To date, there are two main approaches to estimate hierarchical structures from large item pools: hierarchical clustering and bass-ackwards (Goldberg, 2006; Forbes, Baillie et al., 2024, Forbes, Watts et al., 2024; but see Condon, 2022). Agglomerative hierarchical clustering is a bottom-up approach that develops a tree-like hierarchy by merging variables one-by-one (Ward, 1963). In contrast, the bass-ackwards approach establishes a hierarchy from the top-down by extracting the first principal component or factor that explains the maximum possible variance across all variables and continuing to extract dimensions until there is no meaningful variance to extract (Goldberg, 2006). Recent improvements on the bass-ackwards approach include removing redundant components, identifying statistical artifacts, and examining relationships among components across all levels (Forbes, 2024). Despite the recent improvements and empirical applications of these approaches in personality (Goldberg, 2006) and psychopathology (Forbes, Baillie et al., 2024; Forbes, Watts et al., 2024), several limitations and challenges remain unaddressed.

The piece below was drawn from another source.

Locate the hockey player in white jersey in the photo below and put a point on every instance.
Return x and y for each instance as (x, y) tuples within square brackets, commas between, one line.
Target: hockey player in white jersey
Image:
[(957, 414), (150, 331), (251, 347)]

One important limitation is that both clustering and factor analytic methods often struggle to recover the correct simulated structure when item pools are large or dimension sizes vary (i.e., number of variables per dimension; Hands & Everitt, 1987; MacCallum et al., 1999, 2001; Milligan, 1981). Both conditions are likely to occur in hierarchical structures. Large item pools arise from the common psychometric practice of creating many variables per dimension to increase internal consistency (DeVellis, 2007). Variable dimension sizes may occur during the item refinement phase of scale development or if cross-dimension item interrelations have not been previously explored (e.g., attention-seeking).
A related limitation is the lack of supporting simulation evidence. Simulation studies allow researchers to evaluate how well different methods recover the underlying hierarchical structure by systematically varying parameters with known values (e.g., factor loadings, items per specific factor, number of specific and general factors; Jiménez et al., 2023). These studies are essential to determine whether a method is likely to work across diverse datasets or only under specific conditions (Siepe et al., 2024). Although hierarchical clustering and bass-ackwards have been applied empirically (Forbes, Baillie et al., 2024; Forbes, Watts et al., 2024), neither approach, to our knowledge, has been rigorously evaluated in their ability to recover simulated hierarchical structures.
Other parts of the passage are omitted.